A p-value answers one narrow question: is there an effect at all? It says nothing about how big the effect is, or whether your study was even capable of finding it. Those two questions — answered by effect size and power — are what separate a meaningful result from a misleading one.

Effect size: how big, not just whether

With a huge sample, a trivially small difference can be "statistically significant." With a tiny sample, a huge difference can miss significance. Significance is tangled up with sample size — so we need a measure of the effect that isn't. That's effect size. For a difference between two means, the standard one is Cohen's d: the gap between the means measured in standard deviations.

d = (mean₁ − mean₂) / standard deviation

Rough conventions: d ≈ 0.2 is small, 0.5 medium, 0.8 large. It's the same currency as a z-score — a standardized distance — so it's comparable across studies and scales.

🎮 Effect Size & Power Explorer

Two groups, one real difference. The curves show the effect size (their overlap); the readout shows your power — the chance a study with this n actually detects the effect at α = .05.

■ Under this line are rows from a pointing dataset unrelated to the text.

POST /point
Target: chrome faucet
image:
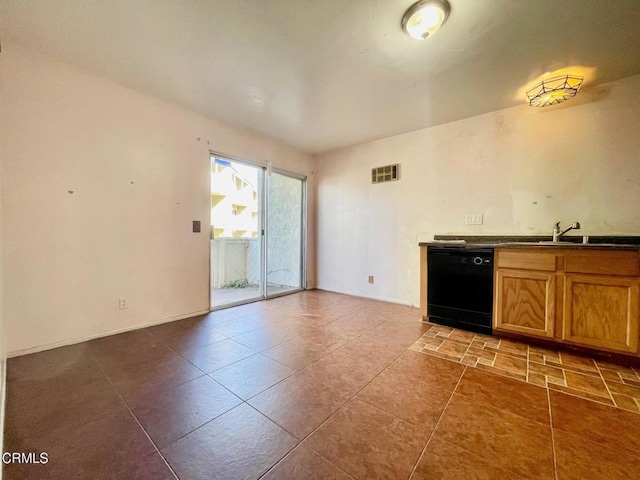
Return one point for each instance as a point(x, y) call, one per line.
point(557, 233)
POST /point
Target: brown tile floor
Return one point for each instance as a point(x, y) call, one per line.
point(319, 386)
point(581, 376)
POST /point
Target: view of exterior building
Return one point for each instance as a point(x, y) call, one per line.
point(234, 200)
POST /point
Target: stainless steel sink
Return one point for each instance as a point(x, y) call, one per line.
point(557, 243)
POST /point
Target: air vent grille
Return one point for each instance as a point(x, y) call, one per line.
point(388, 173)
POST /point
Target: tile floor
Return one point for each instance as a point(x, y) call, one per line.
point(595, 380)
point(317, 386)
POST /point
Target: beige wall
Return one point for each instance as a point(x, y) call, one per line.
point(523, 168)
point(3, 351)
point(139, 171)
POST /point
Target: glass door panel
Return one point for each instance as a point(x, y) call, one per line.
point(285, 203)
point(236, 238)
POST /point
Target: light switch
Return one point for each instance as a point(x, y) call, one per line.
point(473, 219)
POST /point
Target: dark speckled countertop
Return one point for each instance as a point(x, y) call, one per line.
point(599, 242)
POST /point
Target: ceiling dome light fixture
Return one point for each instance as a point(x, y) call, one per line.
point(425, 17)
point(553, 91)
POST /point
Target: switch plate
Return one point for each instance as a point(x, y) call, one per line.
point(473, 219)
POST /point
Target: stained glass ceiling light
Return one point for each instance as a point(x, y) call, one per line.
point(554, 90)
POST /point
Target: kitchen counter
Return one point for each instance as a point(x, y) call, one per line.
point(623, 243)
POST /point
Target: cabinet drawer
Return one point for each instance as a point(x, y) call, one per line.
point(609, 263)
point(526, 260)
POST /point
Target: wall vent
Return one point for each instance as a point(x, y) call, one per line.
point(388, 173)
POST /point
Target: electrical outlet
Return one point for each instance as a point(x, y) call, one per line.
point(473, 219)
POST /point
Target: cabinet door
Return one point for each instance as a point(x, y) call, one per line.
point(601, 311)
point(525, 302)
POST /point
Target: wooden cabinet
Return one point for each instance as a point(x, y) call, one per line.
point(525, 302)
point(582, 297)
point(601, 311)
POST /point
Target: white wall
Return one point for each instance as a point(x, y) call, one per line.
point(523, 168)
point(139, 170)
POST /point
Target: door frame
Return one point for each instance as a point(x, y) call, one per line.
point(303, 233)
point(266, 169)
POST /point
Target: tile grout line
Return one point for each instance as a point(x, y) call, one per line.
point(438, 422)
point(615, 404)
point(553, 442)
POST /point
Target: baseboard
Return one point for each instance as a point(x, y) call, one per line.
point(64, 343)
point(370, 297)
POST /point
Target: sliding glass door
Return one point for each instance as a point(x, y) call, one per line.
point(285, 207)
point(257, 233)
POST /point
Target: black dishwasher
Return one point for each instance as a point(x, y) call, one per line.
point(460, 287)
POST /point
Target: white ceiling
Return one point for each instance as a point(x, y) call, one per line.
point(324, 74)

Effect size (Cohen's d) 0.50

Sample size per group n = 30

Cohen's d0.50

Effect labelmedium

Power—

Type II error (miss)—

Power: could you even detect it?

Power is the probability that your study correctly rejects the null when a real effect exists — your chance of not missing it. The convention is to aim for at least 80%. Play with the sliders and three levers emerge:

Bigger effect → more power. Slide d up: the curves pull apart, overlap shrinks, and a real difference becomes easy to catch. Tiny effects are genuinely hard to detect and need lots of data.

Bigger sample → more power. Slide n up and power climbs even with d fixed. More data sharpens the estimate, so smaller effects become detectable.

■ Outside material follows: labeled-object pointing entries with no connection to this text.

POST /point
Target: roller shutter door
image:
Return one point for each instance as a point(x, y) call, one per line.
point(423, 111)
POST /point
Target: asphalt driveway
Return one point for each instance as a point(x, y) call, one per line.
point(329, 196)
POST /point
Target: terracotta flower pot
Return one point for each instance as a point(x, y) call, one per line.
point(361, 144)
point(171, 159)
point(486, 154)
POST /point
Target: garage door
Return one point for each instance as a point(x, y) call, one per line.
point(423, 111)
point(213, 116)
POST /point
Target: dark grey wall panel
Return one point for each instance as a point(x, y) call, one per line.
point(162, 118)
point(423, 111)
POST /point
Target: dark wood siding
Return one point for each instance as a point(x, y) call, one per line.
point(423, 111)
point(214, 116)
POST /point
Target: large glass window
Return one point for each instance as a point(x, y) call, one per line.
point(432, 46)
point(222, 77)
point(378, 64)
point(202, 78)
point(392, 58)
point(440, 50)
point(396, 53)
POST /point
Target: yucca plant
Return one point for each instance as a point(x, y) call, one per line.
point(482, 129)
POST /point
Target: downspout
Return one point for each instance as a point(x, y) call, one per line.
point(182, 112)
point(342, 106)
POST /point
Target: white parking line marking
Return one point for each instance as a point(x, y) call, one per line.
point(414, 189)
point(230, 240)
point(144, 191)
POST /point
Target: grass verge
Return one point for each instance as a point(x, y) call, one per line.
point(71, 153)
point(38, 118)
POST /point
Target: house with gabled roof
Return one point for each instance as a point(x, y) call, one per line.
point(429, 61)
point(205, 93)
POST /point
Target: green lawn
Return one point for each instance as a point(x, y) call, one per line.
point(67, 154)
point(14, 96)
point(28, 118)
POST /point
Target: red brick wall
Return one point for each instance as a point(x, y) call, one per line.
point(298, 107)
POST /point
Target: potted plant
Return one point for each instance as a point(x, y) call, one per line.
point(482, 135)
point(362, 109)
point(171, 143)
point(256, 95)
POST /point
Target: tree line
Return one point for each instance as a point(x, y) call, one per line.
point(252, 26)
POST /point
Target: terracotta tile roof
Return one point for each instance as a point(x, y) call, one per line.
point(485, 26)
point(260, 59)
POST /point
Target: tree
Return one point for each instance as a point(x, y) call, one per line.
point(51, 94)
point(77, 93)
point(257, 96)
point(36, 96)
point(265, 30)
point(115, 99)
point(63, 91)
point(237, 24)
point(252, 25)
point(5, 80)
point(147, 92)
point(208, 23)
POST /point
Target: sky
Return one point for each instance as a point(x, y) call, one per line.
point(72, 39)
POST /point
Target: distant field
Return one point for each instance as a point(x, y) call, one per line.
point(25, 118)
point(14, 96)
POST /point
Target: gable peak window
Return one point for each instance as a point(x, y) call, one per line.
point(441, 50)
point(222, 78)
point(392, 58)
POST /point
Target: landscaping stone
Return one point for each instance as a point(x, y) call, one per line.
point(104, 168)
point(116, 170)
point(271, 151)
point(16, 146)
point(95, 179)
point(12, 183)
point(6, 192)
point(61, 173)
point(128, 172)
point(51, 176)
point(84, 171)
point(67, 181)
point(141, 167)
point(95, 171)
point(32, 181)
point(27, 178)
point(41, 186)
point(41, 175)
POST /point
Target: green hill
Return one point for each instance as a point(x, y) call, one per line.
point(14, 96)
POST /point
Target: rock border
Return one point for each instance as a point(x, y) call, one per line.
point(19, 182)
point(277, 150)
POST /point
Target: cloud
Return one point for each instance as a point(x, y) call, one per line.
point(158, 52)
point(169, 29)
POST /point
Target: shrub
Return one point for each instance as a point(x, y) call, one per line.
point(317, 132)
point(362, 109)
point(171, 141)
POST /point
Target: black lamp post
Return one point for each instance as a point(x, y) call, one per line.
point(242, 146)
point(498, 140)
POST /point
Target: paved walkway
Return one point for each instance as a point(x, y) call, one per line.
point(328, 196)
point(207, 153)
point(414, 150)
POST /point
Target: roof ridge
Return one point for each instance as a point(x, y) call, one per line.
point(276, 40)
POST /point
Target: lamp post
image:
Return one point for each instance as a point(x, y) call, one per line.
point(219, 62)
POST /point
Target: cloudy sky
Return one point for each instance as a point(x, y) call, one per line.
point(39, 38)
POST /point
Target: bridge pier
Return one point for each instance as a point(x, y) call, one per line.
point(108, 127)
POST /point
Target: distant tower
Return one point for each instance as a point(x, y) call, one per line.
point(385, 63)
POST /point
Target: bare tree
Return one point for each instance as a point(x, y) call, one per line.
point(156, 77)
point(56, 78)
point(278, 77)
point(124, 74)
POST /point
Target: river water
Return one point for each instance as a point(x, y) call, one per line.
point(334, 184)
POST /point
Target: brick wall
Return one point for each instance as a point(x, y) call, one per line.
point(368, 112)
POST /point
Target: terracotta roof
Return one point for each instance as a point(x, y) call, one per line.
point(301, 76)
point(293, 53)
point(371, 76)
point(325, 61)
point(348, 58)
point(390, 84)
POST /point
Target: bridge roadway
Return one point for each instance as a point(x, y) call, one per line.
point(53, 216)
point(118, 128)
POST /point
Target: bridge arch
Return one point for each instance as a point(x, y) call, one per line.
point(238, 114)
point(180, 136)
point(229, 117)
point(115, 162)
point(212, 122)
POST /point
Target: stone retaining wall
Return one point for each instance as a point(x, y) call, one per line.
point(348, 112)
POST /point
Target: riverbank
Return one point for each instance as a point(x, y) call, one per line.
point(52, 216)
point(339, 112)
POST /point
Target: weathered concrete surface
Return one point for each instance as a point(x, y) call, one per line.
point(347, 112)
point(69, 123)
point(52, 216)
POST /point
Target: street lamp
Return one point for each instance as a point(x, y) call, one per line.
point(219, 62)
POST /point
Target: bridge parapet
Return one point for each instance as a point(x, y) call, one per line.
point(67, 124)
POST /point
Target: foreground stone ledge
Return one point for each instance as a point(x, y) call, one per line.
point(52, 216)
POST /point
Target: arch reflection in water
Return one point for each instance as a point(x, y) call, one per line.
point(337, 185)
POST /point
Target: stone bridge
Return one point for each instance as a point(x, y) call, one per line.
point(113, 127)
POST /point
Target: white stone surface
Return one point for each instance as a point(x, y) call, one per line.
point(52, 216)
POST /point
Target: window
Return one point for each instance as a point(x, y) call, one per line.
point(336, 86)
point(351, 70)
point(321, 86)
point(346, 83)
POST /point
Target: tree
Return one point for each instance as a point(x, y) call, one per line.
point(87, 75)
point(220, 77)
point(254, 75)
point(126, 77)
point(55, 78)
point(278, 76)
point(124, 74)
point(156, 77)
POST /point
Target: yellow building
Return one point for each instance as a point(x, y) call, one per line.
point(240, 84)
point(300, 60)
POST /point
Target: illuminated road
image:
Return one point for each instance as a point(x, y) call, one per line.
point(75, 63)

Why underpowered studies are dangerous

If power is only 40%, you'll miss a real effect more often than you find it — and a "non-significant" result tells you almost nothing. Worse, the few significant results that do squeak through tend to overestimate the effect. This is why researchers run a power analysis before collecting data: pick the effect size you care about, the power you want (say 80%), and solve for the sample size you need.

Why it matters: reporting an effect size alongside the p-value, and planning for adequate power, is the difference between research that replicates and research that doesn't. Significance is the start of the story, never the whole of it.